なお、品質方針の文書した表明は品質マニュアルで行われる。品質目標は年度目標となるケースが多いので、「品質目標計画書」という別帳票とするのが一般である。この改訂識別には備考欄を用いている。


3.教育・訓練
審査員の指摘
  社長や幹部、ベテランの教育・訓練体系がない。
会社側の対応
  教育・訓練体系に含める。
私のコメント
  ここでいう教育・訓練対象は現場の作業、検査など、製品品質に影響を与える仕事に従事する要員である。そして仕事に必要な「力量」を明確にするのが教育・訓練体系である。
管理者にはISO9001:2000の教育は必要であろうが、作業のベテランにする訓練体系はありえない。

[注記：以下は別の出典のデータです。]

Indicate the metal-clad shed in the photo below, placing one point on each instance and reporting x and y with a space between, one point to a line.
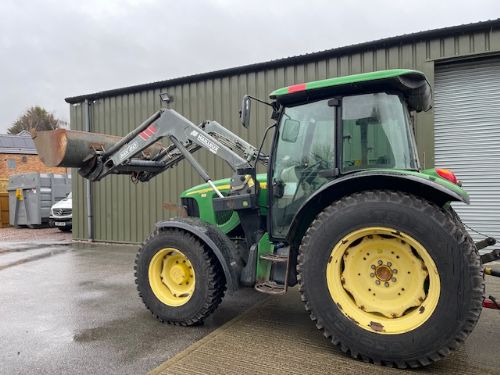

一体、社長の「力量」をどのように明確化するのか。現実を離れた「神学論争」になりそうである。


4.プロセスの監視及び測定
審査員の指摘
  QC工程表に定めてあるプロセスの監視及び測定はしているが、その他のプロセスの監視及び測定をしていない。
会社側の対応
  間接部門のほうのプロセスの監視及び測定が明確でないので改善する。
私のコメント
  よくある指摘である(このHPのISO9001項目別分類コーナーの「改善のプロセスの監視:H16年6月1週号」参照)。ISO9001:2000の考えではマネジメントシステム製品実現システムとを区別している。QC工程表が扱っているプロセスは製品実現プロセスである。その他のプロセスはマネジメントシステム・プロセスだけである。これは8.2.2内部監査で監視及び測定をする。
神学論争になる例では「ある監視及び測定をすると、その監視及び測定のプロセスが発生する。だから、そのプロセスの監視及び測定がまた、必要になる」というものである。監視及び測定プロセスが無限に積み重なる。滑稽である。